We confirmed the long-term increase in serum LH levels after leptin replacement in the present case. Previous reports showed that leptin could stimulate LH secretion not only in rodents but also in humans [17, 18] and leptin replacement rescued infertility of diabetic mice with an increase in serum LH and testosterone levels [19]. Moreover, low serum leptin levels are associated with hypothalamic amenorrhea and leptin replacement could rescue it with an increase in serum LH levels [20]. Therefore, the long-term elevation of serum testosterone levels in the present case might also be due to the effect of leptin replacement on the hypothalamic-pituitary-gonadal (HPG) axis, which leads to an improvement in gonadal function. Unfortunately, we failed to assess whether hypogonadism in our patient was primary or secondary because he did not complain about gonadal function. We speculate that his hypogonadism was secondary because serum LH levels were low at the beginning of metreleptin replacement, and further investigation is necessary to reveal the effectiveness of leptin replacement in hypogonadism associated with lipodystrophy. The effect of leptin on the HPG axis is believed to be mostly via actions on the hypothalamus because the leptin receptor is abundantly expressed in hypothalamic neurons, but direct effects on the anterior pituitary gland or Leydig cells cannot be ruled out [21, 22]. Further investigation is necessary to reveal the detailed relationship between leptin and the HPG axis.

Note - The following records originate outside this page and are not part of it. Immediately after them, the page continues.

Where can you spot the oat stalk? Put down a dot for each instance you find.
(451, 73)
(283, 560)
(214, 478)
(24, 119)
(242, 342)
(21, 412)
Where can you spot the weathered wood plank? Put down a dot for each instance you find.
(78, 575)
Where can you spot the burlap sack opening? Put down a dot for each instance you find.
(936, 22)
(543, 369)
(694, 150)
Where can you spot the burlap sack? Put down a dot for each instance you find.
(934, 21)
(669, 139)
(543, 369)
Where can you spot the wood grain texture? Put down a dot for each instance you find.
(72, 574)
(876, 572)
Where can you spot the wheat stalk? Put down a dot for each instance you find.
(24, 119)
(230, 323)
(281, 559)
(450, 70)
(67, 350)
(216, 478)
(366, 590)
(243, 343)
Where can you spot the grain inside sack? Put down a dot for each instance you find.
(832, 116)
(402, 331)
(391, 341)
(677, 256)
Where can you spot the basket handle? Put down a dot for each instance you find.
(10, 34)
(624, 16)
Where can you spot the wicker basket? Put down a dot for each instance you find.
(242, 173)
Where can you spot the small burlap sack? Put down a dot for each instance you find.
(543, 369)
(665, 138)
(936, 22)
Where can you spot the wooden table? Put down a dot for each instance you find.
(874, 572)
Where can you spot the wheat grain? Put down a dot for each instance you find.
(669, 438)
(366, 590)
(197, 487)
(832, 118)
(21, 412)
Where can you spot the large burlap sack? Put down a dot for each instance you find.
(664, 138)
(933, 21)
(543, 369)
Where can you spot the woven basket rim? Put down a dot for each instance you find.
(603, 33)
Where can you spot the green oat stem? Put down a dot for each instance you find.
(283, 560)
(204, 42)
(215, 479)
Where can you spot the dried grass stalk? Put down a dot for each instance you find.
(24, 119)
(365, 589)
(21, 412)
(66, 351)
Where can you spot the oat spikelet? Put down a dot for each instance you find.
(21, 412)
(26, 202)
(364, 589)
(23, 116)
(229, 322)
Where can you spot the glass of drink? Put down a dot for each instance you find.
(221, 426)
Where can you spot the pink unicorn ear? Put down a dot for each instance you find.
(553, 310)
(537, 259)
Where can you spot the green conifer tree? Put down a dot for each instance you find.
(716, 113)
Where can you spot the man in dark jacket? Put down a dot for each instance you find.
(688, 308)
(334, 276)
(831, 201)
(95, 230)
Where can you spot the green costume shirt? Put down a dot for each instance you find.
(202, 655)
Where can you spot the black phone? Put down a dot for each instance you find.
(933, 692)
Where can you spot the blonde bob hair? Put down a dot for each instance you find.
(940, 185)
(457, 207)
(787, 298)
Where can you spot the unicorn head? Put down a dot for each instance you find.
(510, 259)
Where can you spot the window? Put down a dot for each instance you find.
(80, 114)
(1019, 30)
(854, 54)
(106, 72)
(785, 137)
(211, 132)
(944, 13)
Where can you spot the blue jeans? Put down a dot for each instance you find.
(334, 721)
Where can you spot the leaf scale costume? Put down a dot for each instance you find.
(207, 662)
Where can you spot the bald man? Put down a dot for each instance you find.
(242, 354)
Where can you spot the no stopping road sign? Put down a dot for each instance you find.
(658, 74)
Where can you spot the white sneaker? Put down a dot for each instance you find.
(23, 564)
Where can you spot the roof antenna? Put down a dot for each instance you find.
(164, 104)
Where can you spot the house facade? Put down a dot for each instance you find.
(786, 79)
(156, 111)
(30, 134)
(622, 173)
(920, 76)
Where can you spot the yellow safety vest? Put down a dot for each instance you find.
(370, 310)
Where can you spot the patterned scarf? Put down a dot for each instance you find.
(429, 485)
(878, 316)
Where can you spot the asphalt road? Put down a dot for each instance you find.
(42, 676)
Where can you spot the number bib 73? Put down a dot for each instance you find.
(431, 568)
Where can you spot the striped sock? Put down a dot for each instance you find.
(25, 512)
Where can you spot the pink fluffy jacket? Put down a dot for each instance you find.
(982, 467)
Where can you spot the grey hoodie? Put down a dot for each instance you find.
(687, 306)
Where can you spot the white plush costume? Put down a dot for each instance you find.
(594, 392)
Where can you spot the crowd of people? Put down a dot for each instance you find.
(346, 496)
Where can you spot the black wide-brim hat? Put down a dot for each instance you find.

In conclusion, we herein reported the first Japanese case of GLPS with a de novo heterozygous LMNA p.T10I mutation. In addition, we evaluated short and long-term effectiveness of leptin replacement on generalized lipodystrophy by monitoring changes in serum testosterone levels along with the improvement in metabolic profiles. These findings indicate that testosterone might be involved in the metabolic effects of metreleptin and suggest that testosterone plays an important role in improving metabolic conditions of lipodystrophy patients.

Disclosure

None of the authors have any potential conflicts of interest associated with this case report.

Ethical Approval

We conducted whole exome sequence analysis with the Japanese nationwide medical research program for rare and intractable disease, IRUD (Initiative on Rare and Undiagnosed Diseases). It was done following informed consent of the patient, the approval of institutional review board of Tokyo Medical and Dental University research committee and the 1964 Helsinki declaration and its later amendments or comparable ethical standards.